Brilliant! RIM's name is now BlackBerry

Maybe one head really is better than two. Today during the BlackBerry World keynote, Research in Motion CEO Thorsten Heins made a startling, and quite unexpected, announcement. There's a new name, adopted from the flagship product -- BlackBerry.

Heins replaced co-CEOs Mike Lazaridis and Jim Balsillie a year-ago this month, promising to aright the badly listing RIM. Today, BlackBerry 10 operating system and new devices officially launch, as Heins seeks to deliver on the promise. Apparently, the name change is part of that.

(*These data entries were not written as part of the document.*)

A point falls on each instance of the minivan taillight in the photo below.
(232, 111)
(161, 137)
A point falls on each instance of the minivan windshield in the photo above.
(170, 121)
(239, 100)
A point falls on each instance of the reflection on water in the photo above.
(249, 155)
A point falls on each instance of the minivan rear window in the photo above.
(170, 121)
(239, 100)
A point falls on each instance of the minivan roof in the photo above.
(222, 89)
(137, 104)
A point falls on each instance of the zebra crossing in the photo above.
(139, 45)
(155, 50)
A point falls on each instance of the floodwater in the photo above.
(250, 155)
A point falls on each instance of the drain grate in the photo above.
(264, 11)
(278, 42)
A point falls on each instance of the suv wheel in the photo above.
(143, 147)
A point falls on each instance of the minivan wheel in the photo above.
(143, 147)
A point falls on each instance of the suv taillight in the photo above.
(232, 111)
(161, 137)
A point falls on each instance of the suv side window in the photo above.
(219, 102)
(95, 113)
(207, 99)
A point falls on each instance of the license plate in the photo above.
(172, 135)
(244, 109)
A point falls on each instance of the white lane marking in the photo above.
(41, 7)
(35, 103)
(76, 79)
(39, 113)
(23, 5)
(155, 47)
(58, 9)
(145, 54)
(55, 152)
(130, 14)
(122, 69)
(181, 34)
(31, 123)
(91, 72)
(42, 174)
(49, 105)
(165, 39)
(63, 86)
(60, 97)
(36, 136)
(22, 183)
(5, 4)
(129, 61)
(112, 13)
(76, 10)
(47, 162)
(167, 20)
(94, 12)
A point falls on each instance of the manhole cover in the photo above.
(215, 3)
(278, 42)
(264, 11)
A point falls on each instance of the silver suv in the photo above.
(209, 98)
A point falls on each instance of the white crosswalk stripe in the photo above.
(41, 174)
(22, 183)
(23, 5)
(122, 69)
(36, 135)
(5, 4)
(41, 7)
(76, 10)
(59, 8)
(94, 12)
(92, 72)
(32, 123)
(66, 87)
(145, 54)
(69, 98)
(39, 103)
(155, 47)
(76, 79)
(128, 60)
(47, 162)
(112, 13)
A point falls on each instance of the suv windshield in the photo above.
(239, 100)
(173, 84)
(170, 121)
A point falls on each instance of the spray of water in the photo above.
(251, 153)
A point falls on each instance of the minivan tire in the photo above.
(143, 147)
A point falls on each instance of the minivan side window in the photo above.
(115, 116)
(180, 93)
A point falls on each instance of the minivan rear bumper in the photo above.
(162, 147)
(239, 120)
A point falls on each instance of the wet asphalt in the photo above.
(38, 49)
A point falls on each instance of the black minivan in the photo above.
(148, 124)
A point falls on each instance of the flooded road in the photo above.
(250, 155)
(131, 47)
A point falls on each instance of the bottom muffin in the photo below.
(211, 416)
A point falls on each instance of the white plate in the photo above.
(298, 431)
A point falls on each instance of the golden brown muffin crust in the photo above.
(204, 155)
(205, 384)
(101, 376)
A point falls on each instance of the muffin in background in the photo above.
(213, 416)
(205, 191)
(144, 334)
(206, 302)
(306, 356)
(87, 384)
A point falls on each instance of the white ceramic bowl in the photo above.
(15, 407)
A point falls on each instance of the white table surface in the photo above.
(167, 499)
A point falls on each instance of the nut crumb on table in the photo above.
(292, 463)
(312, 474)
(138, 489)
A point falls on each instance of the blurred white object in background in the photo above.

BlackBerry makes much more sense than RIM, for many reasons, brand awareness being high among them. Then there is what BlackBerry represents: Many people identify the name with RIM, and the product line is the company's future -- or failure -- particularly products rolling out today. As a writer, there are headlines I wish to have written. CNN Money's "Inside BlackBerry's last stand" is dead on appropriate.

BlackBerry has fallen hard. In fourth quarter 2009, the device (and now company) commanded 19.6 percent smartphone market share, putting it ahead of Apple (16 percent) and behind category leader Nokia (38.2 percent), according to IDC. Three years later, BlackBerry didn't even make the top 5, with Apple in second place. Nokia didn't place among the leaders, either. Oh, have times changed in so short a time.

Times are as bleak as the weather in Waterloo, Ontario, Canada. Today really marks BlackBerry's last stand.

From a marketing perspective, the company has more than a new name and platform. U.S. President Barack Obama is still BlackBerry-in-Chief. Leader of the free world is by far the most-prominent BlackBerry user. Nine days ago, I asked you if Obama should keep his device. The majority of respondents, 35 percent, answered: "He should upgrade to BlackBerry 10".

Now there's someone Heins really should want on the platform as soon as possible.